Textured, swift and told in Reacher's inimitably tough voice, this title will convince those who still need convincing that Child has few peers in thrillerdom...
- Publishers Weekly
You’re in the Army now, son…
New Year’s Day, 1990. The Berlin Wall is coming down. The Cold War is ending. Soon America won’t have any enemies left. The Army won’t have anybody to fight. Things are going to change. Jack Reacher is the Military Police duty officer on a base in North Carolina when he takes a call reporting a dead soldier in a hot-sheets motel.

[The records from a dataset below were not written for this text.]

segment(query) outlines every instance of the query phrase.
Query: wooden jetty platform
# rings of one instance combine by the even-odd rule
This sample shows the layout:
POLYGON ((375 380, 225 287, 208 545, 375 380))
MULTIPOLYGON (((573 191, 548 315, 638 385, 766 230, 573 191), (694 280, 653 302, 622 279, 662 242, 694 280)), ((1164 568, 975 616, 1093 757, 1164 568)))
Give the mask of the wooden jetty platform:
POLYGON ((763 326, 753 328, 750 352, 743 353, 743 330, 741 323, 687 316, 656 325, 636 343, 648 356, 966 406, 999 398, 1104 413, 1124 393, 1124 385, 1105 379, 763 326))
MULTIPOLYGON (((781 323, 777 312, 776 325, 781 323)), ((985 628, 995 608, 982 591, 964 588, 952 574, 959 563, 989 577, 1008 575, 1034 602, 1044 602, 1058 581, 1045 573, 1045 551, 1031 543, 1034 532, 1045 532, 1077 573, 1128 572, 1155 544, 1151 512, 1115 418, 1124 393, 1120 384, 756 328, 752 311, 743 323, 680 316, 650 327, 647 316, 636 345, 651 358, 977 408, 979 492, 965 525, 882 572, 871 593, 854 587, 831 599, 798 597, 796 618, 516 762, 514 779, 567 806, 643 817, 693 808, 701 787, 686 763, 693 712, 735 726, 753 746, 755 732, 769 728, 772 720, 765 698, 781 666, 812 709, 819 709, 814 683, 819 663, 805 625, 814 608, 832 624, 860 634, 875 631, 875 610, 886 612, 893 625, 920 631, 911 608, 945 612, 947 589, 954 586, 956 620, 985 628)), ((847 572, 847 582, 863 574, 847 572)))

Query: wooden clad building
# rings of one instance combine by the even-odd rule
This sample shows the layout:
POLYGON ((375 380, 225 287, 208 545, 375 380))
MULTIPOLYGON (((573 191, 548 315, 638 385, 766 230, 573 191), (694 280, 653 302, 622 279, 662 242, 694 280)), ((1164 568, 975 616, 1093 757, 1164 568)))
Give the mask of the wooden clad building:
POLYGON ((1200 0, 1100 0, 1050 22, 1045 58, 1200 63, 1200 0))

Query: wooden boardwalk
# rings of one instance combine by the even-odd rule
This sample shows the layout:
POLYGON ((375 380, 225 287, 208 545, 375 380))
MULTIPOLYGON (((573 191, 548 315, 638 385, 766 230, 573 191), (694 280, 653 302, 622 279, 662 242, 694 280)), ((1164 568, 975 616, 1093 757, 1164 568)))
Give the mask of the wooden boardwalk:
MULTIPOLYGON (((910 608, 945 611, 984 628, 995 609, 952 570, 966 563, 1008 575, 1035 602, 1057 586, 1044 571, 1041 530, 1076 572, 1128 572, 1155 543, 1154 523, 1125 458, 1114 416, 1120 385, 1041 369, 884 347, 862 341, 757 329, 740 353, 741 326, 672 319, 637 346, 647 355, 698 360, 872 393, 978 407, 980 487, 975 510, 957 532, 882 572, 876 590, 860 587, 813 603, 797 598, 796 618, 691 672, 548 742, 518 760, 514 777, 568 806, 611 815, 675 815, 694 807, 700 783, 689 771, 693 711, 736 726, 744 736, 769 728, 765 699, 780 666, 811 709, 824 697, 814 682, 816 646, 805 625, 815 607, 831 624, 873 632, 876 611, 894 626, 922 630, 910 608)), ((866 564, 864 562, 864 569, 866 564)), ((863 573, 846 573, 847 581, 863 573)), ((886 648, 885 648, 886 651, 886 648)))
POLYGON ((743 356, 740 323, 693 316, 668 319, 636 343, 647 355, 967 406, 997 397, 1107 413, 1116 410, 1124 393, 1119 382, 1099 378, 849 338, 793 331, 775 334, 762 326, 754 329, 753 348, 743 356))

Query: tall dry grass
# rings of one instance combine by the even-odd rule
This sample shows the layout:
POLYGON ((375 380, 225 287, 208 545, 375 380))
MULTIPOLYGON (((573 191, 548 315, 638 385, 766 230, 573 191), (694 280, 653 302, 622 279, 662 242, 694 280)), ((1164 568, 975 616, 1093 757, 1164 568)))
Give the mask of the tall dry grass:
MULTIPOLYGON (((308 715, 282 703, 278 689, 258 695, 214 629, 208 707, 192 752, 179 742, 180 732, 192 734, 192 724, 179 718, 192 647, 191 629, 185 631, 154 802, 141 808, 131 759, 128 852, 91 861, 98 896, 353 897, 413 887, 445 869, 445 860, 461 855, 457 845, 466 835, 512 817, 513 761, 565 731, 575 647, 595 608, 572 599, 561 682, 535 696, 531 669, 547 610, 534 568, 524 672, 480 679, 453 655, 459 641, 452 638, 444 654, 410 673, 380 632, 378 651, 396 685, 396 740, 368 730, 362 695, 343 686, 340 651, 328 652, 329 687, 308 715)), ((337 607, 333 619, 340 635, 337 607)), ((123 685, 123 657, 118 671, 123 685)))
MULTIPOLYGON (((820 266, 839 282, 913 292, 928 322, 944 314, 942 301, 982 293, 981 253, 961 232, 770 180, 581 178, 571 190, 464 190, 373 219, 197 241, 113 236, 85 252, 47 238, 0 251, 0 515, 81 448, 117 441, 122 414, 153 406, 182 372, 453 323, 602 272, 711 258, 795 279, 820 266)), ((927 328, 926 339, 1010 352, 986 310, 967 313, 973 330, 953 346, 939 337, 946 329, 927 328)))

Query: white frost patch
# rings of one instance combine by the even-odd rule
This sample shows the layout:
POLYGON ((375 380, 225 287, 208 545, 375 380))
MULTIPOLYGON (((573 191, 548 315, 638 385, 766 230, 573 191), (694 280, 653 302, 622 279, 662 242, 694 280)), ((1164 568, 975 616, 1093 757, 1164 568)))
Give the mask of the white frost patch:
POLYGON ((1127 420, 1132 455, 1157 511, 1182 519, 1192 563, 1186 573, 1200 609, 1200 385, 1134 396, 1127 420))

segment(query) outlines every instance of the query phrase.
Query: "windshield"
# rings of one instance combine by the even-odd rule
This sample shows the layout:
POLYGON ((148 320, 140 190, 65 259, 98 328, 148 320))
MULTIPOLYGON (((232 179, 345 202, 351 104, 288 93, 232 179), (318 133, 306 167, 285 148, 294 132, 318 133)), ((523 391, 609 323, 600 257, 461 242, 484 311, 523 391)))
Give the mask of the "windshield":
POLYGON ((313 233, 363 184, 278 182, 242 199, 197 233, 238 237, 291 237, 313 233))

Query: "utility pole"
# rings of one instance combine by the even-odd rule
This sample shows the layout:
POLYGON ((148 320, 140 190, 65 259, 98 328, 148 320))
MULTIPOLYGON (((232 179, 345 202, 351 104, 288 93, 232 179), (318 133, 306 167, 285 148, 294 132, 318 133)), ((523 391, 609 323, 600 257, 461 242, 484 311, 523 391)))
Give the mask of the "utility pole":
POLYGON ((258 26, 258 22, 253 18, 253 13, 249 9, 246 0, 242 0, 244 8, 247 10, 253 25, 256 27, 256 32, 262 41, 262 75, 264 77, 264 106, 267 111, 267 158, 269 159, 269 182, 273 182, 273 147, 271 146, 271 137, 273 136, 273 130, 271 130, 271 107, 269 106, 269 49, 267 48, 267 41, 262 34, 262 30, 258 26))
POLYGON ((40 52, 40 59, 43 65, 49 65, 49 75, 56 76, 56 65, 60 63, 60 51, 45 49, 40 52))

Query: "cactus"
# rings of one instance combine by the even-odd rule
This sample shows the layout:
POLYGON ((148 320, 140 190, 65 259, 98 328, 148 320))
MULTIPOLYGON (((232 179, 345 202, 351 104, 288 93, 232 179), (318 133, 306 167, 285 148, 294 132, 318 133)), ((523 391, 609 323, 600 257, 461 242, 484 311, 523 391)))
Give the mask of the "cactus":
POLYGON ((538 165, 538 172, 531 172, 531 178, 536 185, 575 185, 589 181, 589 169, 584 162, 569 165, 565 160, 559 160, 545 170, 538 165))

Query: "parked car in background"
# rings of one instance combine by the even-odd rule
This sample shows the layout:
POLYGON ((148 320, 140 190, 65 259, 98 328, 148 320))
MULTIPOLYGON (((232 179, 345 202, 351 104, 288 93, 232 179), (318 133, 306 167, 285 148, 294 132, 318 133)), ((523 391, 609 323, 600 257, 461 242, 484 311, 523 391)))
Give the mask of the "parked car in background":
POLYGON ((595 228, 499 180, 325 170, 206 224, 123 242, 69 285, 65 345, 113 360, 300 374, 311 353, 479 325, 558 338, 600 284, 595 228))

Reacher tells the local cops to handle it—heart attacks happen all the time.
But why is Reacher in North Carolina, instead of Panama, where the action is? Then the dead man turns out to have been a two-star general who should have been in Europe. And when Reacher goes to the general’s house to break the news, he finds another corpse: the general’s wife. What is he dealing with here? The last echoes of the old world… or the first shocks of the new?
Winner of 2005 Nero, Barry and (yes, this is not a typo) Jack Reacher awards. The Nero Award, for literary excellence in the mystery genre, is awarded by The Wolfe Pack. The Barry Award for Best Novel of the Year is awarded by Deadly Pleasures magazine. The Jack Reacher Award win was the first annual award presented by Crime Spree Magazine and it was for the very readable, appealing-to-every-age, Jack Reacher novels!
As serious as a heart attack. Maybe those were Ken Kramer's last words, like a final explosion of panic in his mind as he stopped breathing and dropped into the abyss. He was out of line, in every way there was, and he knew it. He was where he shouldn't have been, with someone he shouldn't have been with, carrying something he should have kept in a safer place. But he was getting away with it. He was playing and winning. He was on top of his game. He was probably smiling. Until the sudden thump deep inside his chest betrayed him. Then everything turned around. Success became instant catastrophe. He had no time to put anything right.
Nobody knows what a fatal heart attack feels like. There are no survivors to tell us. Medics talk about necrosis, and clots, and oxygen starvation, and occluded blood vessels. They predict rapid useless cardiac fluttering, or else nothing at all. They use words like infarction and fibrillation, but those terms mean nothing to us. You just drop dead, is what they should say. Ken Kramer certainly did. He just dropped dead, and he took his secrets with him, and the trouble he left behind nearly killed me too.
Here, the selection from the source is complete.